Try reducing the number of workers to 2, and increasing their memory up to 6GB.
However I've seen mention of a bug in the pyspark API for when calling head()
on a dataframe in spark 1.5.0 and 1.4, it's got a big performance hit.
https://issues.apache.org/jira/browse/SPARK-10731
It's fixed in spark 1.5.1 which was released yesterday, so maybe try upgrading.
Ewan
-Original Message-
From: camelia [mailto:came...@chalmers.se]
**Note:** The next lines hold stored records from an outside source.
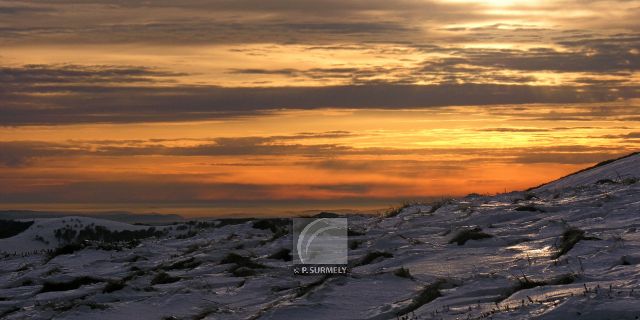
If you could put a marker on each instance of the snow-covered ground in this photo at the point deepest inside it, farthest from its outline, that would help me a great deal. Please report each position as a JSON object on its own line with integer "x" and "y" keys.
{"x": 518, "y": 270}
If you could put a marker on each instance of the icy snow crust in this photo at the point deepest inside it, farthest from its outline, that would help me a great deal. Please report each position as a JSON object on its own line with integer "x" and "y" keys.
{"x": 511, "y": 275}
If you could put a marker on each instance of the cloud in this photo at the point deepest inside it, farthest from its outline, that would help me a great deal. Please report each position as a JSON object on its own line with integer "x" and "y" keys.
{"x": 53, "y": 95}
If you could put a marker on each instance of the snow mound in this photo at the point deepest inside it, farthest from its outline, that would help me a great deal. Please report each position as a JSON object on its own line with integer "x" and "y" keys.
{"x": 41, "y": 234}
{"x": 627, "y": 167}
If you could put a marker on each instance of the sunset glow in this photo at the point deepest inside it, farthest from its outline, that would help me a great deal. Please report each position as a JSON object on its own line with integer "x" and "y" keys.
{"x": 271, "y": 107}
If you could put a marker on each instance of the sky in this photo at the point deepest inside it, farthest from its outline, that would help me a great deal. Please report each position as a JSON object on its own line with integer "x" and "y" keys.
{"x": 249, "y": 107}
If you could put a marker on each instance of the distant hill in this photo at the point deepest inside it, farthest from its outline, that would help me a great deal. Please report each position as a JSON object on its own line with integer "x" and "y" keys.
{"x": 627, "y": 167}
{"x": 120, "y": 216}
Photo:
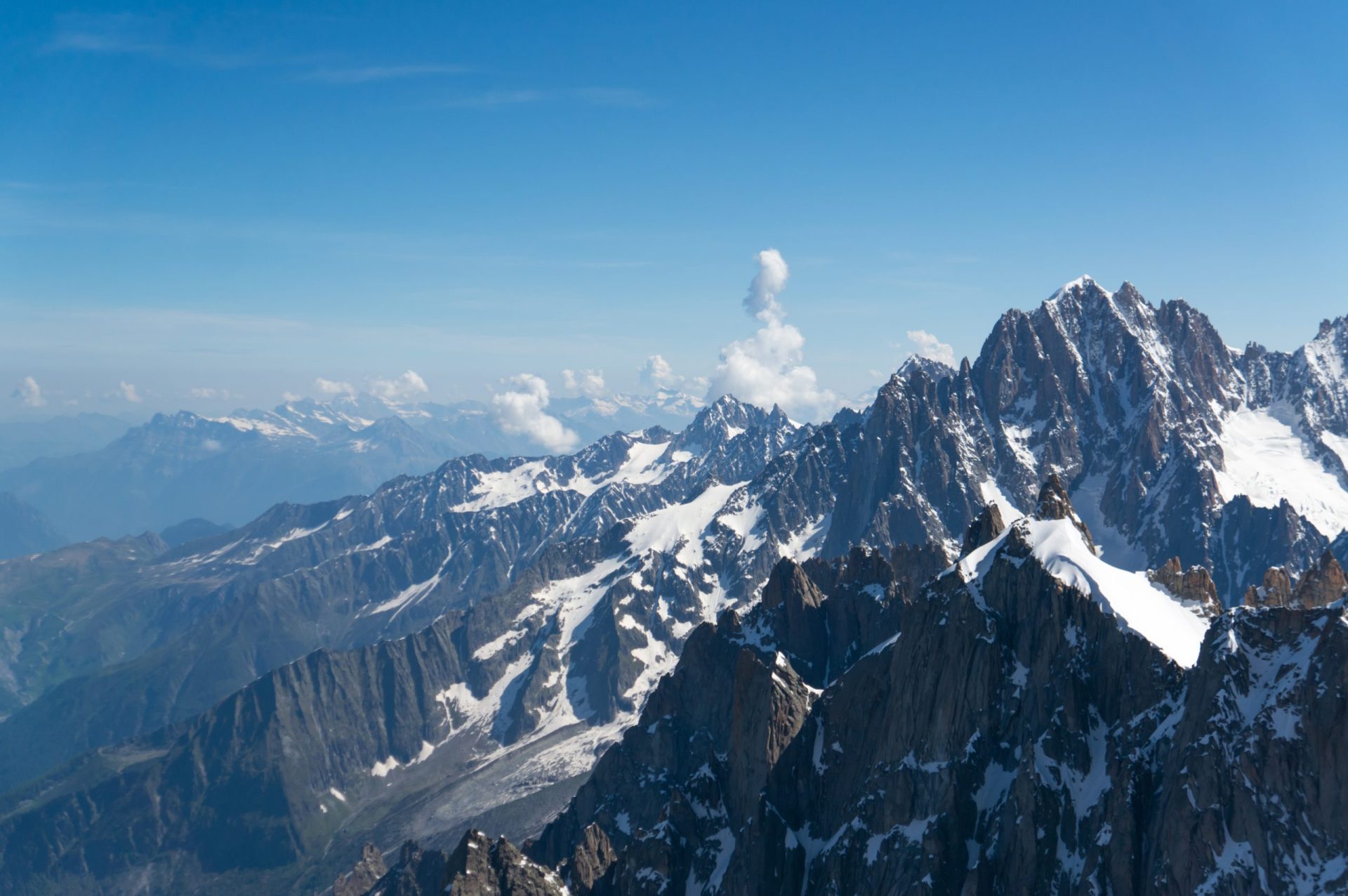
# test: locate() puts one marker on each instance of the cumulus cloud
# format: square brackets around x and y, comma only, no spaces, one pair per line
[30,394]
[588,383]
[521,411]
[772,279]
[767,368]
[333,387]
[927,345]
[401,388]
[657,374]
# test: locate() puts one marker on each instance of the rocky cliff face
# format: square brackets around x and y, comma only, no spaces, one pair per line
[486,631]
[1031,724]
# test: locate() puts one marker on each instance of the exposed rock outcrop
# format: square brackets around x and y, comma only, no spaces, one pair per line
[364,875]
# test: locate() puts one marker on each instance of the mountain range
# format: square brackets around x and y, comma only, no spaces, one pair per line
[1083,577]
[232,468]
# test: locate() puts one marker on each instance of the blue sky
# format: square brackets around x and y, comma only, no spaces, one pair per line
[247,199]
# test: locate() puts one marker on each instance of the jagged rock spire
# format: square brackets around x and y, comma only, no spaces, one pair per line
[1323,584]
[1055,504]
[484,868]
[1276,589]
[367,872]
[986,526]
[1194,584]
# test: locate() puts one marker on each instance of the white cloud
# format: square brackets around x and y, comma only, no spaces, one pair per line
[766,369]
[588,383]
[772,279]
[657,374]
[399,388]
[30,393]
[333,387]
[520,411]
[929,347]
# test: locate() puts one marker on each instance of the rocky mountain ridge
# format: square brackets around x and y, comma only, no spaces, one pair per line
[558,592]
[986,746]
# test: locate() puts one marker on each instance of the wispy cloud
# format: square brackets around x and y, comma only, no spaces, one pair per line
[366,74]
[128,34]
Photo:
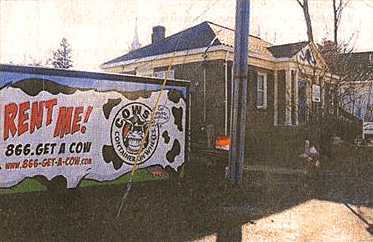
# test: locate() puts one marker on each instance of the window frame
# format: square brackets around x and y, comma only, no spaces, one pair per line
[261,90]
[162,74]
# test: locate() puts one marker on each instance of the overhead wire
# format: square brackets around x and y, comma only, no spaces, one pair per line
[129,183]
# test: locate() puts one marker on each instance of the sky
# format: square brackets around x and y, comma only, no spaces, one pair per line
[99,31]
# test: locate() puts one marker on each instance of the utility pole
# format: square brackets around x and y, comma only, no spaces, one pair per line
[239,91]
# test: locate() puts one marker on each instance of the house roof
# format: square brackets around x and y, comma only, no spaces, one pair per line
[287,50]
[204,35]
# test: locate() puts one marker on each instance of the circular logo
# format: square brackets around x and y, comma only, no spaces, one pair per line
[128,133]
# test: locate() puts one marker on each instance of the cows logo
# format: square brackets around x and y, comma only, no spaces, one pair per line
[128,132]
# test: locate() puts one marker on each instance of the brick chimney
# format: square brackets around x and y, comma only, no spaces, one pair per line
[159,33]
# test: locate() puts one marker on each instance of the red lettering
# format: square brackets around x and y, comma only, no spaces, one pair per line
[36,115]
[63,121]
[22,117]
[10,113]
[77,118]
[12,110]
[49,106]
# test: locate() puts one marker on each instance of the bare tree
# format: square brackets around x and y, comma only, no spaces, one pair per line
[338,7]
[307,18]
[62,56]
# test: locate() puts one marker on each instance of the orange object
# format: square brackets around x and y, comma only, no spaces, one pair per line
[222,140]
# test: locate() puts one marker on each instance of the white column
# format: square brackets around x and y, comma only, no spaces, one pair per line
[296,97]
[288,97]
[275,98]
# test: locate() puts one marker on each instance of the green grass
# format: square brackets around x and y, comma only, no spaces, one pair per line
[31,185]
[27,185]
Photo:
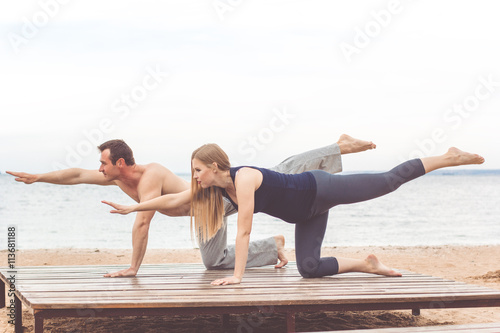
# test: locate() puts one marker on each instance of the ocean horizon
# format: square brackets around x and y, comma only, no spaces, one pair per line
[445,207]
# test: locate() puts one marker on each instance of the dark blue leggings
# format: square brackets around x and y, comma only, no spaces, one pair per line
[334,190]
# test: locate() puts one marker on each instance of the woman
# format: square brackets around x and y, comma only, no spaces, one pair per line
[303,199]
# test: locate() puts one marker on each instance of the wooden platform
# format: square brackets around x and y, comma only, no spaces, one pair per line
[170,289]
[476,328]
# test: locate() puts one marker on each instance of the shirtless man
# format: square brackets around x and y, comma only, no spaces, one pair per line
[145,182]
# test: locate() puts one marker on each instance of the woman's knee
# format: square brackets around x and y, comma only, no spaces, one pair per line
[308,267]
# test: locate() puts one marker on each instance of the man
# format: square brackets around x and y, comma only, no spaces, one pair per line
[145,182]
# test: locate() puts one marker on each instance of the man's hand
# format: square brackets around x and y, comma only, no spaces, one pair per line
[24,177]
[225,281]
[123,273]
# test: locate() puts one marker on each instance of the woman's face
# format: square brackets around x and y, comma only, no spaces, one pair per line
[202,173]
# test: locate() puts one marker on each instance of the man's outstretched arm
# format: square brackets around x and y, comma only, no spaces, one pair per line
[70,176]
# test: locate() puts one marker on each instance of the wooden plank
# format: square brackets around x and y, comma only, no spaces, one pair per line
[188,285]
[480,328]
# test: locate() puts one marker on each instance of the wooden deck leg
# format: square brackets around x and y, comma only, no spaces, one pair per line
[38,323]
[18,306]
[225,322]
[2,294]
[290,322]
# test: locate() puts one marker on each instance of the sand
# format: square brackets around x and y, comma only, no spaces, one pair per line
[471,264]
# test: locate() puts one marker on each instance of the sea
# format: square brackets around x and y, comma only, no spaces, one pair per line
[460,207]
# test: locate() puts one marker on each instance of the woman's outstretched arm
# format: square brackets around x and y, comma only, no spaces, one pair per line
[247,182]
[168,201]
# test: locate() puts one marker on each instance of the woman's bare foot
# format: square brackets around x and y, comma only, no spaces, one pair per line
[374,266]
[349,145]
[280,244]
[459,157]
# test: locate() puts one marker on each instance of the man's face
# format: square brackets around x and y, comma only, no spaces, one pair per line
[202,173]
[110,171]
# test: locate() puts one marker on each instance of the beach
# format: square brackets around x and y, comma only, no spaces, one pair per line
[470,264]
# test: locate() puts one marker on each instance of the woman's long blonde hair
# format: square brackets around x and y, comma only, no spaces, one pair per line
[207,205]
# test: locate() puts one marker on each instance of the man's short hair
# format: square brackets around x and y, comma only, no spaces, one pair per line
[118,149]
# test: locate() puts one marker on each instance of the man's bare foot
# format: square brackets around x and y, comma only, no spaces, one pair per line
[376,267]
[280,244]
[349,145]
[459,157]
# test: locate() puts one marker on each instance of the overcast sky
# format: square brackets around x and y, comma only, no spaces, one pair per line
[263,79]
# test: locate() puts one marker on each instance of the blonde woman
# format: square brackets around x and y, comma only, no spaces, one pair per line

Sent: 30 September 2015 10:51
To: user@spark.apache.org
Subject: Need for advice - performance improvement and out of memory resolution
Hello,
I am working on a machine learning project, currently using
spark-1.4.1-bin-hadoop2.6 in local mode on a laptop (Ubuntu 14.04 OS running on
a Dell laptop with i7-5600@2.6 GHz * 4 cores, 15.6 GB RAM). I also mention
working in Python from an IPython notebook.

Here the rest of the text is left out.